ABSTRACT

It is often stated that basal cell carcinomas are more common than squamous cell carcinomas, but this is partly a matter of definition. If premalignant lesions (mainly Bowen's disease and actinic keratosis) are included in the definition, the incidence of squamous cell carcinoma might be much higher than that of basal cell carcinoma 1 . The main argument to do so is the fact that the distinction between actinic keratosis and squamous cell carcinoma is difficult. Furthermore, in the majority of squamous cell carcinomas, adjacent areas of actinic keratosis are found. Both share the etiology of excessive sun exposure and both lesions are identical under the microscope. It is therefore plausible to regard actinic keratosis as a precursor of squamous cell carcinoma. In fact, more than 60% of squamous cell carcinomas will develop out of actinic keratosis 1 . However, in spite of the similarities between actinic keratosis and squamous cell carcinoma, it is not justifiable to group them together.
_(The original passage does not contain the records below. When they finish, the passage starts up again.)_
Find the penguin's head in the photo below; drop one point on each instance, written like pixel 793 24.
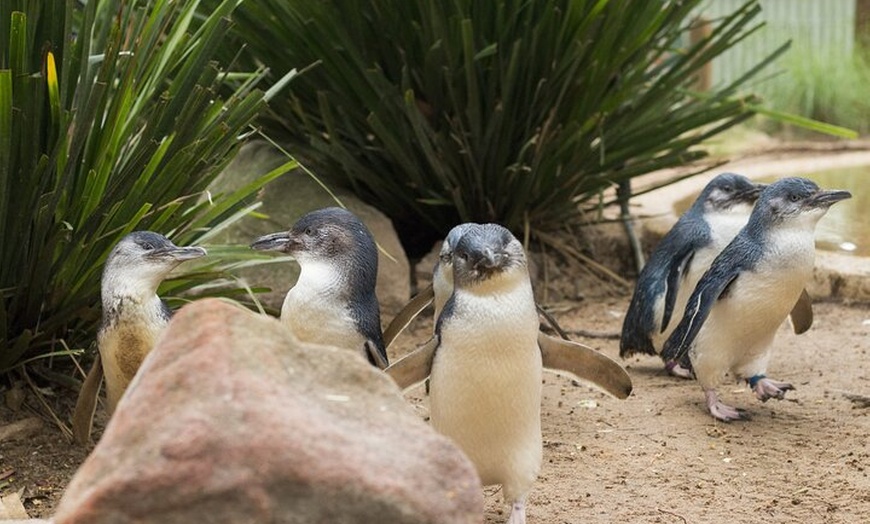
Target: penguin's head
pixel 796 199
pixel 730 192
pixel 141 260
pixel 486 251
pixel 331 234
pixel 444 266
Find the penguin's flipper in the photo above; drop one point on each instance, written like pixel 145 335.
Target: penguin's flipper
pixel 407 314
pixel 414 367
pixel 714 285
pixel 86 404
pixel 552 321
pixel 375 356
pixel 677 269
pixel 585 364
pixel 802 313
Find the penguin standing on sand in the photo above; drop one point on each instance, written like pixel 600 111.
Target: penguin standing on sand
pixel 334 300
pixel 679 260
pixel 133 317
pixel 559 355
pixel 485 382
pixel 732 316
pixel 484 362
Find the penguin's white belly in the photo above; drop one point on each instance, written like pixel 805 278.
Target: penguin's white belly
pixel 738 333
pixel 313 317
pixel 485 393
pixel 123 346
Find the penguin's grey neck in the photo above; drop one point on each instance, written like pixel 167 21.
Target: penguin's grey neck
pixel 130 297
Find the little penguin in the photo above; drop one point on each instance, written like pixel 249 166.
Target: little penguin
pixel 679 260
pixel 732 316
pixel 133 316
pixel 484 362
pixel 560 356
pixel 485 382
pixel 333 302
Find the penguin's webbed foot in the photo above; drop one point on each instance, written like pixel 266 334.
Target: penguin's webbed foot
pixel 518 512
pixel 722 411
pixel 766 389
pixel 675 369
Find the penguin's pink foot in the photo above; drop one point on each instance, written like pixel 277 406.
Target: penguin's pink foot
pixel 766 389
pixel 721 411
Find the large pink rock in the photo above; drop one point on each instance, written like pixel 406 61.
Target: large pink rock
pixel 232 420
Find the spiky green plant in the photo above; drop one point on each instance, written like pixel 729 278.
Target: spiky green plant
pixel 495 110
pixel 110 121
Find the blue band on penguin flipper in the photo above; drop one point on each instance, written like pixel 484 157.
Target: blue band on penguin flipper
pixel 754 380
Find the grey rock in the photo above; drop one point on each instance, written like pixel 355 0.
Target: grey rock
pixel 231 420
pixel 288 198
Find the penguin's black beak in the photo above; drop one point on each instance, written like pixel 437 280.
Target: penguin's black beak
pixel 178 253
pixel 272 242
pixel 750 195
pixel 827 198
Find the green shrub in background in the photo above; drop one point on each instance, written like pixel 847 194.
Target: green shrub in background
pixel 110 121
pixel 833 89
pixel 493 110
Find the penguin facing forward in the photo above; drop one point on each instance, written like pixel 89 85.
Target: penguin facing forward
pixel 559 355
pixel 732 316
pixel 133 316
pixel 675 266
pixel 485 382
pixel 333 302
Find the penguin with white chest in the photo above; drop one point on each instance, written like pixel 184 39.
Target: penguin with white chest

First and most importantly,

most actinic keratosis will never develop into squamous cell carcinoma 2 . The incidence that this will happen is estimated to be between 0.1 and 10% 3 . Second, the practical implications would be enormous. Most actinic keratoses are treated by non-invasive, locally destructive methods (coagulation, freezing, simple scraping off), whereas proven squamous cell carcinomas require resection, cryosurgery, or radiation therapy. If pathologists were to express doubt over the malignant potential of actinic keratosis, it is likely that this would result in overtreatment.